It would be recalled that, police operatives in Oshodi area of Lagos apprehended a teenage boy who identified himself as Muri Amidu, a member of the notorious dreaded cult group known as ‘OMIJE’. Muri, aged 13, hails from Ibadan in Oyo state. He revealed he had only spent two months in Lagos, Muri left his parents, Mr and Mrs Amidu at Ibadan after they divorced to come to Lagos. He said he stayed with his father’s brother for some time, but had to leave since he was not properly taken care of, he said his father is a Muslim Cleric and his full name is Amidu Alao. In a video, Muri reveals shocking details about the evil ‘OMIJE’ cult group; he also reveals how he and his friend were initiated. These are part of the consequences of divorce in marriage.

Oloyede further stated, “Family decay condition is one of the things that lead to high rate of crimes in the society, there are a lot of things that happen in families that often cause people to get into crime and here again lies the factor of deprivation. People, who are neglected by their families and do not get the love and attention that they desire also get into criminal activities.

“With a strong family, we can build a strong nation where the social challenges currently confronting our dear country such as corruption, drug addiction, cultism, teenage pregnancy, kidnap, armed robbery, among others, which were uprooted from dysfunctional families, will have reduced presence in our society.

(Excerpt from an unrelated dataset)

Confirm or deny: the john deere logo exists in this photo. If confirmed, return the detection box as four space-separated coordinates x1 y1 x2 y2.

“The problems in our society can be traced down to positive values being thrown into the wind in many family homes. It is a fact that he who has failed to plan has already planned to fail; a successful marital life devoid of death-inclined bitterness and rancor requires planning, adequate knowledge and information. Marital breakdown is a cankerworm that destabilizes the family and brings about untold hardship to the children of the marriage, the best way to handle this is to take necessary precautions and further celebrate those who have withstood the thick and thin, the storm and shackles and have ultimately survived the marital challenges.

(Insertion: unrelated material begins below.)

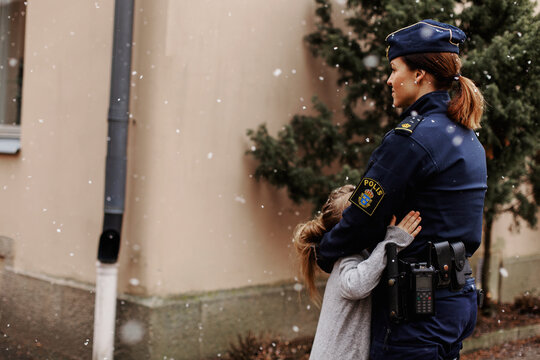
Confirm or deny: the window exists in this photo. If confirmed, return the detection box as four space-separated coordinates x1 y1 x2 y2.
0 0 26 154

“In order to rebuild our world, we must rebuild our families. Rebuilding Nigeria is not the sole responsibility of any government; it starts from the home. It is our collective responsibility to make it work and to rebuild our crumbling moral and family value system.

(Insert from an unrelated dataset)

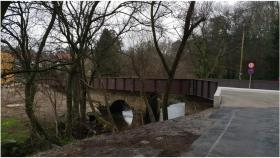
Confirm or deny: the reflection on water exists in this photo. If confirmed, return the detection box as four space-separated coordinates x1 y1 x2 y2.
159 102 185 121
122 110 133 125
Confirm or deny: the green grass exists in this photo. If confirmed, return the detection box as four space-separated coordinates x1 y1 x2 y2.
1 117 30 143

“We are losing family values and as such peace and tranquility of the society is threatened. We adopt western culture which has to a large extent, adversely affected many marriages. These days, young couples need to be reminded of family goals and ways through which usual challenges of early stages of every marriage can be managed – a stage where problems often begin. If we succeed in raising family values we will have a peaceful and better society.”

In this light, she advised that Nigeria must return to the basics and begin afresh as, family and marriages are failing. While proffering solutions, she disclosed that a search was being put in place to help. “The search of the ‘oldest living couple’ will help beam torchlight on the lives of those couples, who have with different mechanisms stayed together through thick and thin. There are lessons to be learnt in their approach. The search for the oldest living couple will be carried out in each state. The oldest living couple in each state will be sought in order to position their values, lifestyle and celebrate them.

She said the focus of the search for the oldest living couple in Nigeria was to ultimately restore family values. The initiative seeks to awaken a national call to rebuild our homes with the hope that a new Nigeria will emerge: a Nigeria with family values and regard for human lives.

This initiative she hopes will not only identify the gloom and bliss of the lives of different aged couples and marriages but also celebrate the icons who have sacrificed to safely remain in marriage; this search will bear a new marriage and love orientation for the greater good of all.